Manhattan had the highest vaccination rate with 79% of participants already vaccinated with one dose. It is followed by the counties of Nassau (74%), Queens (74%) and Westchester (73%), according to the data.
Rockland, Suffolk, and Staten Island had the lowest vaccination rates and the lowest likelihood that unvaccinated respondents would receive the vaccine in the future. Of those who are not vaccinated in these three counties, 36% to 58% said they were not very likely or not at all likely to get the vaccine, the data showed.
The investigation investigated why people might not have received the vaccine.
Some expressed feelings of fear, the safety of the vaccine, side effects or the vaccine in general, or distrust of the COVID-19 vaccine development process, clinical trials, or its effectiveness. According to the research, many participants indicated that they did not think it was necessary to get the vaccine – many claiming that they had already been infected with COVID-19.
Beyond these feelings, there were other regulatory, logistical and childcare hurdles. Of the 25% of people reporting barriers, 35% said lack of care for children or dependents was their biggest barrier to getting vaccinated, 19% didn’t know where to get the shot, and 13% didn’t know how to make an appointment, the investigation revealed.
VACCINATIONS IN NEW YORK
Mayor Bill de Blasio announced earlier this month that the city’s public schools serving students aged 5 to 11, which include elementary and middle schools, would host immunization clinics from November 8 to 15. Vaccines were available for approximately 400,000 eligible public school students in the age range in 1,070 school sites.
De Blasio said as of Monday 22,500 doses of the vaccine have been given to children aged 5 to 11 in schools.
The Pfizer-BioNTech vaccine is given as a series of two doses, three weeks apart. However, this is a lower dose (10 micrograms) than that used for people 12 years of age and older (30 micrograms), according to the United States Food and Drug Administration (FDA).
On Monday, dozens of parents and other residents rallied on Staten Island against the initiative while expressing fears that students would be the next to face a vaccination warrant. Parent Danielle Geandomenico said the city has already enforced masks and random COVID-19 testing in schools – and the city may attempt to force the vaccine on students afterwards.

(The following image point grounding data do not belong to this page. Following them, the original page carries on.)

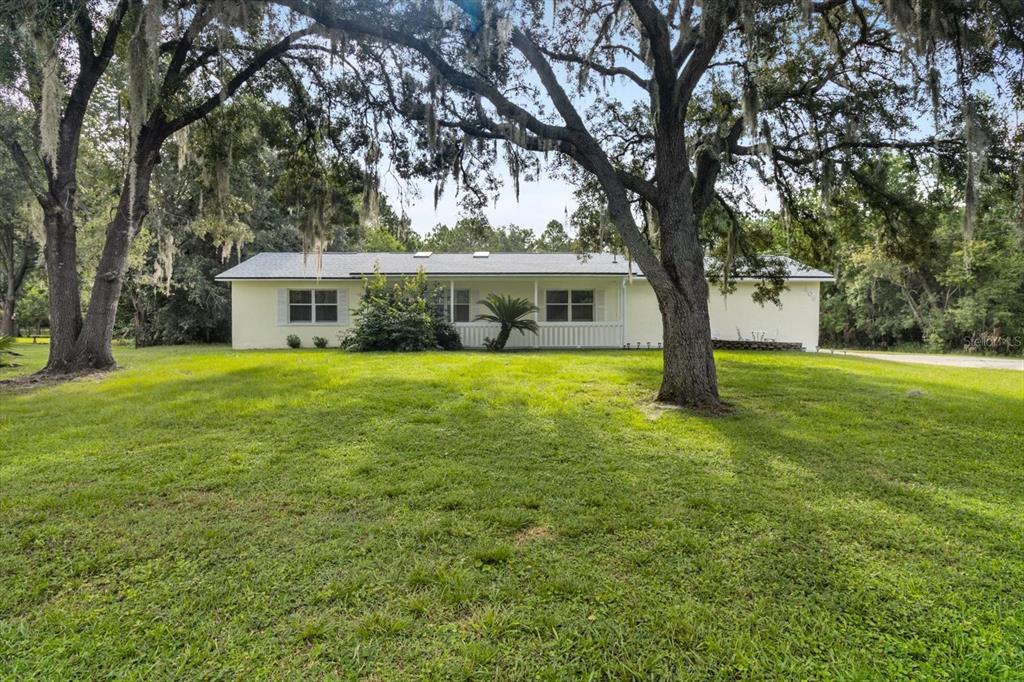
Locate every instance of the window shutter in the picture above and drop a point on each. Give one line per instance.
(282, 306)
(343, 307)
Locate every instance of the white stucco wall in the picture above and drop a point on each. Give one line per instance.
(735, 315)
(257, 323)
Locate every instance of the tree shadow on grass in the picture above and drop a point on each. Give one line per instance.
(345, 492)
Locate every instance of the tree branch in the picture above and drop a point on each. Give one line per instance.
(240, 79)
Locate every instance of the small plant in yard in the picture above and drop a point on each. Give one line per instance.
(6, 350)
(510, 313)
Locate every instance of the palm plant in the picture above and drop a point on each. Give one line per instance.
(510, 313)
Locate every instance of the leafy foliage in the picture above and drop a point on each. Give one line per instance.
(396, 315)
(6, 350)
(511, 313)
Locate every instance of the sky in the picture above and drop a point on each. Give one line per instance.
(549, 199)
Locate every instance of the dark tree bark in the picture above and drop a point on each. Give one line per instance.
(92, 347)
(18, 254)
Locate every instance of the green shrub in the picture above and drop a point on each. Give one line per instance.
(396, 316)
(6, 350)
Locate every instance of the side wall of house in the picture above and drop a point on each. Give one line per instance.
(733, 316)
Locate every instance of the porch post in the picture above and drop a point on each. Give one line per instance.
(537, 313)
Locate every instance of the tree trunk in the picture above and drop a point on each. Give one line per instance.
(9, 303)
(688, 378)
(93, 348)
(7, 327)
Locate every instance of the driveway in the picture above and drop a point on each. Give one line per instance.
(946, 360)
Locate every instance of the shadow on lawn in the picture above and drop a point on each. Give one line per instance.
(322, 471)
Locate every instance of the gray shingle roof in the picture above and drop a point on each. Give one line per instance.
(356, 265)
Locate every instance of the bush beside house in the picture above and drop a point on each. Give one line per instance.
(397, 315)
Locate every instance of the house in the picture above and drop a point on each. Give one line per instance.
(594, 301)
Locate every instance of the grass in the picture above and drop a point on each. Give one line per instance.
(208, 514)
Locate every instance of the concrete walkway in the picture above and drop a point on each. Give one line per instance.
(946, 360)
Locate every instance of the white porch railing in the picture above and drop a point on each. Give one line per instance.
(553, 335)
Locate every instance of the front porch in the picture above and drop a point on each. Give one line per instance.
(572, 312)
(552, 335)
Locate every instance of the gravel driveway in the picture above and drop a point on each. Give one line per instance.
(947, 360)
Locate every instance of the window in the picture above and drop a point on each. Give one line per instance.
(461, 305)
(327, 305)
(439, 302)
(583, 305)
(565, 305)
(312, 305)
(558, 306)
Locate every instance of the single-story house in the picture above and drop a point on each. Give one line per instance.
(594, 301)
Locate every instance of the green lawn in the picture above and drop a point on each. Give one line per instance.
(206, 513)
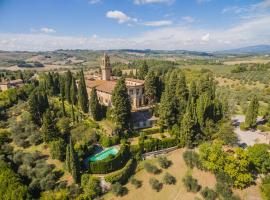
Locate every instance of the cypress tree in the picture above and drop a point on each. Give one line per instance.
(74, 163)
(49, 130)
(73, 91)
(82, 94)
(150, 86)
(68, 85)
(252, 113)
(95, 107)
(121, 104)
(143, 70)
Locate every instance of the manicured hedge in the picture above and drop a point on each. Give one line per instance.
(111, 164)
(153, 144)
(150, 131)
(123, 174)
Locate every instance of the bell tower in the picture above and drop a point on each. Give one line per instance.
(105, 68)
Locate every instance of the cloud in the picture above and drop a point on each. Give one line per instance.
(47, 30)
(139, 2)
(189, 19)
(206, 37)
(203, 1)
(158, 23)
(120, 16)
(265, 4)
(245, 33)
(94, 1)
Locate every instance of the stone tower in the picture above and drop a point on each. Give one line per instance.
(105, 68)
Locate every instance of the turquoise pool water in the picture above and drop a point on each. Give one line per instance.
(102, 155)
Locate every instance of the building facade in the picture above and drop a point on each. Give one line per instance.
(105, 84)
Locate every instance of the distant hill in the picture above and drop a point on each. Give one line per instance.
(258, 49)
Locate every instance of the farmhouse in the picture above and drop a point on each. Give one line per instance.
(105, 84)
(11, 84)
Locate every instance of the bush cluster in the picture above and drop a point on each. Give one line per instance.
(164, 162)
(111, 163)
(151, 168)
(191, 184)
(123, 174)
(155, 184)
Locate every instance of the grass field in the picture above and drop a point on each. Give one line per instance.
(177, 191)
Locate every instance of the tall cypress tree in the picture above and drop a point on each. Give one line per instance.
(252, 113)
(95, 107)
(74, 164)
(82, 93)
(68, 85)
(121, 104)
(73, 91)
(150, 86)
(49, 130)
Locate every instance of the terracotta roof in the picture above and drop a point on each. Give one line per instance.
(101, 85)
(134, 80)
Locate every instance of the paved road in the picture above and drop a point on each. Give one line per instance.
(249, 137)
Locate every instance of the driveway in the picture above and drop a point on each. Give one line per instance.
(249, 137)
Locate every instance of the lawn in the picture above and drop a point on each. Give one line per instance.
(177, 191)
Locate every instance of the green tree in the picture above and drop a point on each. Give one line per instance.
(73, 91)
(143, 70)
(57, 149)
(82, 93)
(95, 107)
(91, 186)
(252, 113)
(150, 86)
(11, 186)
(48, 129)
(260, 157)
(121, 105)
(68, 81)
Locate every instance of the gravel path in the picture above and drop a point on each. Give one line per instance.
(249, 137)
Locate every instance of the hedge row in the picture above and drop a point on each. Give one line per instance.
(123, 174)
(153, 144)
(111, 163)
(150, 131)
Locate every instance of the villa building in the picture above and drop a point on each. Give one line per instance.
(11, 84)
(105, 84)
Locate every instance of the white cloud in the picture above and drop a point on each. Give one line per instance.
(158, 23)
(248, 32)
(94, 1)
(206, 37)
(120, 16)
(47, 30)
(203, 1)
(139, 2)
(189, 19)
(265, 4)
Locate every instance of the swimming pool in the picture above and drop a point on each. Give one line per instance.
(104, 154)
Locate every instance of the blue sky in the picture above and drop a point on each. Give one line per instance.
(138, 24)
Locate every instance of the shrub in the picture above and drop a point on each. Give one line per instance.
(265, 187)
(136, 182)
(208, 194)
(118, 189)
(151, 168)
(192, 159)
(123, 174)
(57, 149)
(243, 126)
(191, 184)
(111, 163)
(168, 179)
(164, 162)
(91, 186)
(155, 184)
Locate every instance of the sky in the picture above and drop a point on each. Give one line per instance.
(201, 25)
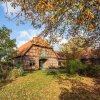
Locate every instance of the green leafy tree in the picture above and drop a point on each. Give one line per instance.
(7, 46)
(58, 16)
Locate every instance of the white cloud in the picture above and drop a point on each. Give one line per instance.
(9, 9)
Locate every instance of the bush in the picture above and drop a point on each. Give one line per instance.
(16, 72)
(74, 66)
(92, 71)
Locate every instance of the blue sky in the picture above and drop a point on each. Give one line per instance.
(22, 33)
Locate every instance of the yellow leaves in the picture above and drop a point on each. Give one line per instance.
(91, 27)
(52, 18)
(88, 14)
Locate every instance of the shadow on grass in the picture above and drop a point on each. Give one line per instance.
(4, 83)
(80, 91)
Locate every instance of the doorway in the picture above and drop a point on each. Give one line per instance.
(41, 63)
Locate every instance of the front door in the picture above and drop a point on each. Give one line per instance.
(41, 63)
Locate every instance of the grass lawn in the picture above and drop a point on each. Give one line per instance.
(44, 85)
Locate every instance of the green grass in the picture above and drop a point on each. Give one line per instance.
(43, 85)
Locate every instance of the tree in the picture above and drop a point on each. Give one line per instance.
(73, 48)
(59, 16)
(7, 46)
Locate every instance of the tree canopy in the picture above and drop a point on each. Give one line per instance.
(7, 45)
(61, 16)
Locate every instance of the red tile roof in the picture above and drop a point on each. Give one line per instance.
(60, 55)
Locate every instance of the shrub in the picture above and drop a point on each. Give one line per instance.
(92, 71)
(74, 66)
(16, 72)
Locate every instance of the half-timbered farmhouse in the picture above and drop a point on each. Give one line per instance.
(38, 54)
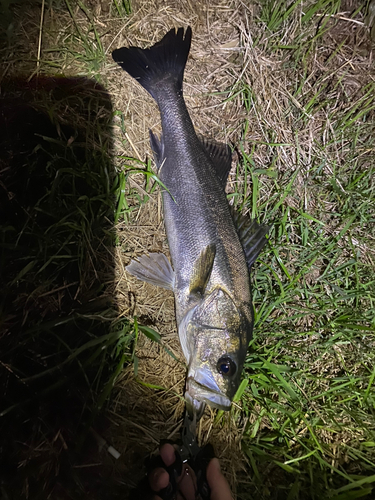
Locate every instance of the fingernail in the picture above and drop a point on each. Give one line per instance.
(216, 464)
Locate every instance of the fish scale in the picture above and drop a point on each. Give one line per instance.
(211, 256)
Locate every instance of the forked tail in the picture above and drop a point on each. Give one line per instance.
(160, 65)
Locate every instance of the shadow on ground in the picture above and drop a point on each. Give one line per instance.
(61, 345)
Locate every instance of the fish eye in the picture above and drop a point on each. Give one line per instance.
(226, 366)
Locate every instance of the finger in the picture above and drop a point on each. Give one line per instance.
(158, 479)
(167, 454)
(219, 485)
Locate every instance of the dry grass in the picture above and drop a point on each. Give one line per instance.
(282, 99)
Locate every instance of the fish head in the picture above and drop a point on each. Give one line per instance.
(215, 339)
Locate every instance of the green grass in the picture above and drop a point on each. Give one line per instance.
(310, 371)
(308, 395)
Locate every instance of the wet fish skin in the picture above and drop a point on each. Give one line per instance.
(210, 275)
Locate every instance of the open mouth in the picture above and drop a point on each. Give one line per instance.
(207, 393)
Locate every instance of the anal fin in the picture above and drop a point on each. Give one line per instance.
(153, 268)
(221, 156)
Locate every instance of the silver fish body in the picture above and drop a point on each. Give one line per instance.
(211, 256)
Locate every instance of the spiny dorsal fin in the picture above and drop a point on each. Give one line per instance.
(221, 156)
(202, 270)
(154, 268)
(252, 236)
(157, 146)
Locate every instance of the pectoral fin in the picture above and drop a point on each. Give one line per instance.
(252, 236)
(154, 268)
(202, 270)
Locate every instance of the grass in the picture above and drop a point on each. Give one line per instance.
(310, 370)
(305, 165)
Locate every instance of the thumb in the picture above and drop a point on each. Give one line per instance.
(219, 485)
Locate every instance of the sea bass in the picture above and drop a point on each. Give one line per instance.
(211, 249)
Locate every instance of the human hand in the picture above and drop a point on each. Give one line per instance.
(186, 483)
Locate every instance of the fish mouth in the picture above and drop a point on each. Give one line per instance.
(208, 392)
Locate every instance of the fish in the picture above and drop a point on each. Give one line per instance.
(212, 248)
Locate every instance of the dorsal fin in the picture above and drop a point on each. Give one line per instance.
(157, 146)
(252, 236)
(202, 270)
(221, 156)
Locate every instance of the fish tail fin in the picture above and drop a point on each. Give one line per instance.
(163, 63)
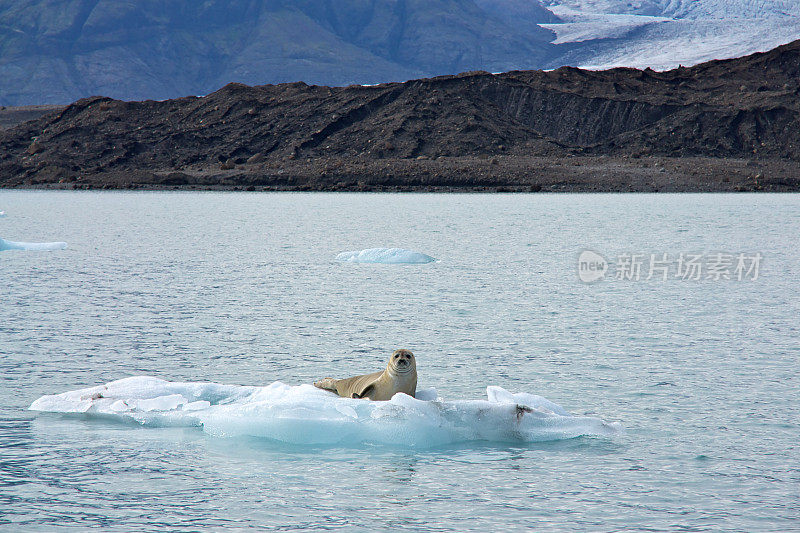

“Forcing someone to get vaccinated is an abomination,” she said. “… This is a medical choice that should be up to each person without any pressure or force from other entities. Yet here we are. They will try to impose it on our children, just as the flu shot is compulsory for schools. When that happens, I’ll be gone.
If the vaccination mandate for students goes into effect, Geandomenico said she would temporarily remove her children from school to homeschool them, and later seek a learning module. She said she predicted many parents in New York City would do the same.
According to the city’s Department of Education (DOE), the coronavirus vaccine is not mandatory for New York public school students at this time, but is highly recommended to keep school communities safe. De Blasio said earlier this month that he would not require vaccinations for students to attend schools in the city. Previously, he had said he did not want to punish children for a decision their parents made for them.
However, future mayor Eric Adams has said he will require students to be vaccinated once FDA clearance is complete and the vaccine is no longer subject to emergency use clearance.
“These are tough calls,” Adams told Advance / SILive.com of setting up vaccination mandates, but noted that the vaccination requirements for students were not new to our society.